Jaffery N F, Ahmad S N, Jailkhani B L
J Pharmacol Methods. 1983 Feb;9(1):33-9. doi: 10.1016/0160-5402(83)90048-7.
A 0.5 ml sample of serum, containing different antiepileptic drugs, singly or in combination, was made alkaline, overlayered with isooctane, and steamed in the presence of KMnO4. The spectra of oxidized products in the organic layer were recorded in the UV range. Oxidized phenobarbitone and primidone show no absorption peak; diazepam a delta-max at 228 nm; phenytoin at 247 nm; and carbamazepine at 247 nm and 372 nm. Consequently, phenobarbitone and diazepam do not interfere in phenytoin quantitation, but carbamazepine does. The contribution of carbamazepine at 247 nm was calculated from the absorption at 372 nm and the ratio of its molar extinction coefficients at the two wave lengths. This was subtracted from the total A247 values to get the actual values due to phenytoin. Thus, a method for simultaneous analysis of carbamazepine and phenytoin in a single sample has been developed.
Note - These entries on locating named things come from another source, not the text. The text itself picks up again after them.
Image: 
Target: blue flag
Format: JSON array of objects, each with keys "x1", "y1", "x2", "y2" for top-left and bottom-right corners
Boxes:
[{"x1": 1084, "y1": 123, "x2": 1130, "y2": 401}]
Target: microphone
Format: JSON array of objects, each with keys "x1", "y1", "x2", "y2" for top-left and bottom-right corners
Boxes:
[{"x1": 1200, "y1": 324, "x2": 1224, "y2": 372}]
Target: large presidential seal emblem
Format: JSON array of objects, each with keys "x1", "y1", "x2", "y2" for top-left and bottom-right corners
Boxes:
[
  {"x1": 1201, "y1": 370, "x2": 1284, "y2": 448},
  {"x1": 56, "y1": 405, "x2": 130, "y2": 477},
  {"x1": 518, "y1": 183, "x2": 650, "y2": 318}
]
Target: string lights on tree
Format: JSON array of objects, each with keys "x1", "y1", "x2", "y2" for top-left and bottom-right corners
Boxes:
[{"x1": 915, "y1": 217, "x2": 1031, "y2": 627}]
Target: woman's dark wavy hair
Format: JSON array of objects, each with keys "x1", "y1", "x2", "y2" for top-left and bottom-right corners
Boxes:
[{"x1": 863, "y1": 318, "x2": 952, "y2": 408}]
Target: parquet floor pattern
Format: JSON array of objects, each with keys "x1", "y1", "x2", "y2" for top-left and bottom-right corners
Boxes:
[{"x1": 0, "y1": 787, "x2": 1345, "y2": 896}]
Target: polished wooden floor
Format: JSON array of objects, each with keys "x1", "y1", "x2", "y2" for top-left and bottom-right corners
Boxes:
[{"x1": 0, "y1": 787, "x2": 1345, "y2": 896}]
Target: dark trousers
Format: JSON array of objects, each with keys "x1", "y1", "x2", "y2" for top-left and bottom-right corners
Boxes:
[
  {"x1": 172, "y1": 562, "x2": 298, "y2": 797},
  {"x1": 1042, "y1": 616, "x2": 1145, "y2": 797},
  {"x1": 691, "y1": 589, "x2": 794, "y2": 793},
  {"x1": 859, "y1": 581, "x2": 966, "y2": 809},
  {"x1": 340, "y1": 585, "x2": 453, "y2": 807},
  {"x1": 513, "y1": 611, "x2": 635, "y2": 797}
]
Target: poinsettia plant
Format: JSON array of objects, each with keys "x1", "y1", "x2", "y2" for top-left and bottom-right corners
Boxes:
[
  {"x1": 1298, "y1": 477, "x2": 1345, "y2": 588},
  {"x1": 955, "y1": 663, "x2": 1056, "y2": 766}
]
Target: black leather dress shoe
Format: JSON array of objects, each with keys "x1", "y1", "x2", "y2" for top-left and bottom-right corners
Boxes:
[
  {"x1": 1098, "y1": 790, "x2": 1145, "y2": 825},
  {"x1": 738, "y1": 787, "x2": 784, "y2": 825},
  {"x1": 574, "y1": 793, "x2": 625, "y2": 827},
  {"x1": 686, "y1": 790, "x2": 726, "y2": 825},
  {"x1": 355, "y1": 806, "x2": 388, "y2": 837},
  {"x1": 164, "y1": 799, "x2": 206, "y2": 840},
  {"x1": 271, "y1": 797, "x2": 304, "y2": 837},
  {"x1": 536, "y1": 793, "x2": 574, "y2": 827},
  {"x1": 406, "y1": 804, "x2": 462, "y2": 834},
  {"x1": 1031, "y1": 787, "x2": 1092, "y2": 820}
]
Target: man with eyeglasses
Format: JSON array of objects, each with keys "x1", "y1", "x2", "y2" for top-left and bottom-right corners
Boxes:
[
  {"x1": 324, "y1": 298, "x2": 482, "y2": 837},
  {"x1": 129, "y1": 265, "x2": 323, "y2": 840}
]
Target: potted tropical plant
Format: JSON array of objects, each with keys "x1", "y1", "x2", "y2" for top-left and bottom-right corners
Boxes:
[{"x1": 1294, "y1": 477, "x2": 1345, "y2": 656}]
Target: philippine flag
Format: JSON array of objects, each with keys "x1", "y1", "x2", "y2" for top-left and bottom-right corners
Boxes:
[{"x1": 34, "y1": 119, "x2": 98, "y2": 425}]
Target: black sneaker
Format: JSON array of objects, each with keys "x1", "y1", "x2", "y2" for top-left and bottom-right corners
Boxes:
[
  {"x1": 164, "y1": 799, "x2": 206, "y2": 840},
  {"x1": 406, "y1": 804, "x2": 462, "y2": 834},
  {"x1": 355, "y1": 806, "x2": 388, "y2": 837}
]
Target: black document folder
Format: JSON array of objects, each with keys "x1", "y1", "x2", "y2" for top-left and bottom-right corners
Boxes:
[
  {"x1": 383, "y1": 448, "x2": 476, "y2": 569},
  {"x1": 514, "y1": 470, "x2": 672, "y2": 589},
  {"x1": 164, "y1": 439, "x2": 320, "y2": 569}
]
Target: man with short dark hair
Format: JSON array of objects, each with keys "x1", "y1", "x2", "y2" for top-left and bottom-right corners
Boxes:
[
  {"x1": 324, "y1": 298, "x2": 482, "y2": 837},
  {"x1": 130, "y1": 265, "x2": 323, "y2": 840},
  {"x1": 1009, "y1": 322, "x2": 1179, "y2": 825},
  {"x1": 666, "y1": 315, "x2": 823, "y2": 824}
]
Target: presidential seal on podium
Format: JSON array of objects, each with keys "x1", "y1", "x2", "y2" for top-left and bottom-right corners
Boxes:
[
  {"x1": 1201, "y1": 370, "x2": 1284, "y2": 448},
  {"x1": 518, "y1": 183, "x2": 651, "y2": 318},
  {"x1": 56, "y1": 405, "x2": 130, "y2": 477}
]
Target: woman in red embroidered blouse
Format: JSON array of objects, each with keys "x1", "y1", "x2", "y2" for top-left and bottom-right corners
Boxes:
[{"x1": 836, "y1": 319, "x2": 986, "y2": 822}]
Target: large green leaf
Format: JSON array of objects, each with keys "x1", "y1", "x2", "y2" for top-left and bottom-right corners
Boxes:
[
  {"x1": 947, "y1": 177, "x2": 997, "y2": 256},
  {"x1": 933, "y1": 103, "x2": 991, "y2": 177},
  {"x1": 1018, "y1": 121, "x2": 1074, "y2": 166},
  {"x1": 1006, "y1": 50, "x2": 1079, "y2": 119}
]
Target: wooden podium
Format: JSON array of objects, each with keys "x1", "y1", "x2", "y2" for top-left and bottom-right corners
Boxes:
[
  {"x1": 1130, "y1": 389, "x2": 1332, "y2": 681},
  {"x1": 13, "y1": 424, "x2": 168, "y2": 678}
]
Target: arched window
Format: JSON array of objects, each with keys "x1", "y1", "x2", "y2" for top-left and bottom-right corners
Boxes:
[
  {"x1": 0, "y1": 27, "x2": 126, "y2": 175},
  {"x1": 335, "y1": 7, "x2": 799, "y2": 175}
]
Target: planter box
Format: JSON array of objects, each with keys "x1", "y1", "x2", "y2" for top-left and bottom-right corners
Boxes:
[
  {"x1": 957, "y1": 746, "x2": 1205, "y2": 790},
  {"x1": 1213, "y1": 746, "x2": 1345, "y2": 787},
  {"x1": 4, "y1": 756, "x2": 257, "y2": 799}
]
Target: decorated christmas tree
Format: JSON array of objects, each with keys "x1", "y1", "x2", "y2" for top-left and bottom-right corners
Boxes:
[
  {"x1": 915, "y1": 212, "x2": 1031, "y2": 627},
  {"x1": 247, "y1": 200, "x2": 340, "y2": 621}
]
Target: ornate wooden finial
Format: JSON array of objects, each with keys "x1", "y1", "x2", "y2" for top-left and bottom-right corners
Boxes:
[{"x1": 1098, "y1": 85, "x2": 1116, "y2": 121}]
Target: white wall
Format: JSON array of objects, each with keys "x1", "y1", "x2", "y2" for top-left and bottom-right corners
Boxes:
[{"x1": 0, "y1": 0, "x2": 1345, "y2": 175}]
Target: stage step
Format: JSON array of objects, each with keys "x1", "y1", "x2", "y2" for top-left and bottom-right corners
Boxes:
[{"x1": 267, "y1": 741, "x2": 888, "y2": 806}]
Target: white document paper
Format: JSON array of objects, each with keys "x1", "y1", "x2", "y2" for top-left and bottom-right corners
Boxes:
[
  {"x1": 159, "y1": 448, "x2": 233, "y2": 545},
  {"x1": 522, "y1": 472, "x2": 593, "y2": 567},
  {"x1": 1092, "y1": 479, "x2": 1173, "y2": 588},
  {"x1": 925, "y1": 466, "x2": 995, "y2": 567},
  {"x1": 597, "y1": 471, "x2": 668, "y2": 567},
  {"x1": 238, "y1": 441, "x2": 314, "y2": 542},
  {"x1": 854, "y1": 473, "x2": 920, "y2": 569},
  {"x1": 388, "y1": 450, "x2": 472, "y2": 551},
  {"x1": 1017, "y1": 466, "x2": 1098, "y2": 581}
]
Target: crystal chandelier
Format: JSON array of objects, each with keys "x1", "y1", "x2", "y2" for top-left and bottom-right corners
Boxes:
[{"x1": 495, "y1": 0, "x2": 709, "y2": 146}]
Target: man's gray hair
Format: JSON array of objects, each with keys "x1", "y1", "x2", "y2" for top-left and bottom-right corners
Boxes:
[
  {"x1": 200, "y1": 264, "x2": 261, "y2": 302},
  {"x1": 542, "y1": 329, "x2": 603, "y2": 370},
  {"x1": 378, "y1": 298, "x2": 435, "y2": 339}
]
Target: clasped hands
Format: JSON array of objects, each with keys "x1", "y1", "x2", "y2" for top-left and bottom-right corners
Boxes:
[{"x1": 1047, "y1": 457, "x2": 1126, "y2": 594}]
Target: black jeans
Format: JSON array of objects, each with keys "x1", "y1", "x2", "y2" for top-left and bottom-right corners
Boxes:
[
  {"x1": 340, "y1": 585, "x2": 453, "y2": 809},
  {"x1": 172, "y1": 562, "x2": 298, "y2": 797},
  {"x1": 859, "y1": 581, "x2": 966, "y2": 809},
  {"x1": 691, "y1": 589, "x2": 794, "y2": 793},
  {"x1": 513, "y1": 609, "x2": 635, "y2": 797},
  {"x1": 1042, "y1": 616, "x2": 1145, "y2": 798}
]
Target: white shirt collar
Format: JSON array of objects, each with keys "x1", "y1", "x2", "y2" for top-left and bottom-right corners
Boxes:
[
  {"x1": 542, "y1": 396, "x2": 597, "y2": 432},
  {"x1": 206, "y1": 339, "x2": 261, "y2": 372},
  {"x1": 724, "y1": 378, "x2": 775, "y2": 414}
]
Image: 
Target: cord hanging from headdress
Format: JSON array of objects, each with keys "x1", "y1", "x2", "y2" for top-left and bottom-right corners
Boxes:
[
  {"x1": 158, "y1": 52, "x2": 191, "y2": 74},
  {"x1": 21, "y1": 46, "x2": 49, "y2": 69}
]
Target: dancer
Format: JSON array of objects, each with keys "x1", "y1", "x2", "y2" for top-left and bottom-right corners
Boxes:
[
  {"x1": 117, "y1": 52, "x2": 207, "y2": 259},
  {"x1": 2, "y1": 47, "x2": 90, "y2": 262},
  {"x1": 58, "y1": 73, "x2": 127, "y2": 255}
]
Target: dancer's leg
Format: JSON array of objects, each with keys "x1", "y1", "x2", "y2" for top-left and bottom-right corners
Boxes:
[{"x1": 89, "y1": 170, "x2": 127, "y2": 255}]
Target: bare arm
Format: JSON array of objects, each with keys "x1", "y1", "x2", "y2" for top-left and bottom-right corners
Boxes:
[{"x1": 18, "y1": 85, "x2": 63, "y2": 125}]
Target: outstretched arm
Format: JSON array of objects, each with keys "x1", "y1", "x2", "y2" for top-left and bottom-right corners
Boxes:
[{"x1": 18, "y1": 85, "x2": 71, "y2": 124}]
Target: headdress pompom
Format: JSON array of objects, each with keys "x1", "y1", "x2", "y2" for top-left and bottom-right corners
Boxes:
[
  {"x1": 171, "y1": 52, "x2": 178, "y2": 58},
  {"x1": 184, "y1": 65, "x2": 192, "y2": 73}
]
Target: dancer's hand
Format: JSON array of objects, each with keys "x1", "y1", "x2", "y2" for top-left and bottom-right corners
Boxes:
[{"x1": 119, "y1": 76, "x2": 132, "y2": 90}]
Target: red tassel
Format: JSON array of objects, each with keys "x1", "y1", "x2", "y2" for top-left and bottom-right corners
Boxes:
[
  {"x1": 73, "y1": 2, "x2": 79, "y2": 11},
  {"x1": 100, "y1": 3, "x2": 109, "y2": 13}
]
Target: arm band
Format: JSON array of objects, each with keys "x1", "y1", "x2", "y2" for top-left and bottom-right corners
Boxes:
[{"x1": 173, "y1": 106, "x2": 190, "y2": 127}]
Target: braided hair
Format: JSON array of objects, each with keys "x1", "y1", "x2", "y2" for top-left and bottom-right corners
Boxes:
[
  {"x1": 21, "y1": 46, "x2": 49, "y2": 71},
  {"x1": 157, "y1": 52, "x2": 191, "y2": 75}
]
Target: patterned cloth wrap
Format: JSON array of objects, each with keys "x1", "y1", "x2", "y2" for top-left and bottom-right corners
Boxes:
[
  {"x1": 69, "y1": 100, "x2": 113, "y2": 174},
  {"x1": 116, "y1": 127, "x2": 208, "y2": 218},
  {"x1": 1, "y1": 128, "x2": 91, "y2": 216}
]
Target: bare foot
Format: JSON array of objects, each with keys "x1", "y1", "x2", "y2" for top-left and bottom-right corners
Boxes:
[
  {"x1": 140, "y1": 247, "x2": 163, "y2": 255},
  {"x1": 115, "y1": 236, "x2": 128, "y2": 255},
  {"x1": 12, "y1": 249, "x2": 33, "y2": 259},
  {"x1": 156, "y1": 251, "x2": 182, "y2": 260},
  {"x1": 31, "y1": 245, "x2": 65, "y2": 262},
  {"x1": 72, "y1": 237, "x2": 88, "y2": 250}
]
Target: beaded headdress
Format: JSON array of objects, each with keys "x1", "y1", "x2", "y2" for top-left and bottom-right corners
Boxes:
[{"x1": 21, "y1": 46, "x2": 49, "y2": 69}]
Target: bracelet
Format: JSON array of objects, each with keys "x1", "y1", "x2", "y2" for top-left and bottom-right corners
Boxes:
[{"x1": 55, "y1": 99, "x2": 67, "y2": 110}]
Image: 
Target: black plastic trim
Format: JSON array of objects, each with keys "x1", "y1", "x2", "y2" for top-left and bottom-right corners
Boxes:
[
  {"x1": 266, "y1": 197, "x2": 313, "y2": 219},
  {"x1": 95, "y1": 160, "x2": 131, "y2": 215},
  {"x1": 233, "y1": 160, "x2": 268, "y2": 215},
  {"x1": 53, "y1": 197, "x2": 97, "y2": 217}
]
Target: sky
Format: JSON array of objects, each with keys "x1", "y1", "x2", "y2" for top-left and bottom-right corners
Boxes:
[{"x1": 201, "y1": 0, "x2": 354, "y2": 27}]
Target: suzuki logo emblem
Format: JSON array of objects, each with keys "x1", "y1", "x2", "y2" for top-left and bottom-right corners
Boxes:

取一份0.5毫升含有不同抗癫痫药物(单独或联合使用)的血清样本,使其呈碱性,覆盖异辛烷,并在高锰酸钾存在下进行蒸干。记录有机层中氧化产物在紫外范围内的光谱。氧化后的苯巴比妥和扑米酮无吸收峰;地西泮在228纳米处有最大吸收峰;苯妥英在247纳米处有最大吸收峰;卡马西平在247纳米和372纳米处有最大吸收峰。因此,苯巴比妥和地西泮不干扰苯妥英的定量分析,但卡马西平会干扰。根据372纳米处的吸收以及其在两个波长下的摩尔消光系数之比,计算出卡马西平在247纳米处的贡献。从总A247值中减去该贡献,以得到苯妥英的实际值。因此,已开发出一种同时分析单个样本中卡马西平和苯妥英的方法。